THE modernistic denial of a bodily resurrection is based on half-truths. It is due, so far as it is sincere, to partial knowledge and one-sided emphasis. (In many cases, however, it is only a proclivity for unbelief.) There have been materialist philosophies and idealistic philosophies, and both have had their day. The one-sided emphasis has always wrought confusion of thought and consequent failure in morals and religion. Hobbes and Spinoza have been equally disastrous to moral order and to spiritual development. The world has discarded these philosophies and ought to discard their corollaries.

The modernistic denial of a bodily resurrection is part and parcel of the same fallacious one- sidedness—the minimizing rationalism that empties God’s plans of half their meaning.

The resurrection of the body is founded on the nature of things. The glorification of the material is as much the purpose of God as the sanctification of the spiritual. “The whole creation (ktisis, inanimate nature) groaneth and travaileth in pain together until now.” “For the creature itself also shall be delivered from the bondage of corruption into the glorious liberty of the children of God.” The material creation is not insignificant; it is not unimportant. It is not non-entity, as some philosophies suppose. It is not the source of evil, as Manichaeism assumed. Material substance is the creation of God as truly as soul substance. Material forms are God-made and God-given. Material forms and functions enter into life’s activities, enable us to express our personality and extend the kingdom of God.
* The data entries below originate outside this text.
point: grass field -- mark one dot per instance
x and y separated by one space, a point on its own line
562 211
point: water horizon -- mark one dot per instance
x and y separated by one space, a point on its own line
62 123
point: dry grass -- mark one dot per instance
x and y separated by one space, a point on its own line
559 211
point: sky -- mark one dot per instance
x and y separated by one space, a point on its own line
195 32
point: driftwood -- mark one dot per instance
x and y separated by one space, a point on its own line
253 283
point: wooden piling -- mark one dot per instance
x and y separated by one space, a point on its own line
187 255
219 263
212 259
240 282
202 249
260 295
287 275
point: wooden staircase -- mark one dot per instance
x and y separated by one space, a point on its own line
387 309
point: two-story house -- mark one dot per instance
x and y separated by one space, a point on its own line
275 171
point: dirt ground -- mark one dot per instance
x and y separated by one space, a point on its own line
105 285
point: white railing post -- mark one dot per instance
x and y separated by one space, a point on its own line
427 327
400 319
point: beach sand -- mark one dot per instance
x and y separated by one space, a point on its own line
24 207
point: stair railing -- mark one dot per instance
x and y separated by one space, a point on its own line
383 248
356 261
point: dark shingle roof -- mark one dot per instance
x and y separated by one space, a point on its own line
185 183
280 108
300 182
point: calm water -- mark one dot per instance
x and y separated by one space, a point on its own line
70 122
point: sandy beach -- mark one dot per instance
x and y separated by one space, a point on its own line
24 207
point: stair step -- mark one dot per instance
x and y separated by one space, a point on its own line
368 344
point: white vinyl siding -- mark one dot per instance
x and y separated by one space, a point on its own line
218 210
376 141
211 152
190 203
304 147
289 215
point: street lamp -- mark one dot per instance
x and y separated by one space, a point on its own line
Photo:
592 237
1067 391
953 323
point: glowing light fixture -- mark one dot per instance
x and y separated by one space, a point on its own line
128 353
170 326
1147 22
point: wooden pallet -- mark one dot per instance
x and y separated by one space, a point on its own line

Without material forms and functions, we could not talk, nor sing, nor proclaim the gospel, nor become recognizable to our friends.

We love the material in nature, and more than all in the forms and faces of those dear to us. Who would dare to stand at the open grave and say: There will be no resurrection of the body; the dead shall never rise again. It would outrage every holy affection. If the body is God’s workmanship, and functions in his plan for the world, we may be sure that he will honor it duly.

The universe is neither wholly material nor wholly spiritual. We cannot under-value either. They are hemispheres of one whole; and the material must be reckoned with as well as the spiritual as part of God’s universe. Materialistic monism, and idealistic monism, have not proved successful philosophies of the universe; while ethical monism is scarcely related to the matter at issue. A dualistic universe is the obvious presentment to our minds. And this is as God would have it, and therefore the material is God’s fiat as well as the spiritual. We are promised a new heaven and a new earth wherein dwelleth righteousness—not the one minus the other. The material and the spiritual are hemispheres of one great whole in the universe of God, as seen in science and taught in revelation. The resurrection is founded on this great fact, and it is out of harmony with philosophic and scientific consistency to deny the doctrine of a bodily resurrection. God hath joined the material and the spiritual. Even he, in his immanence, inhabits the universe. And what God has joined together, let no man put asunder.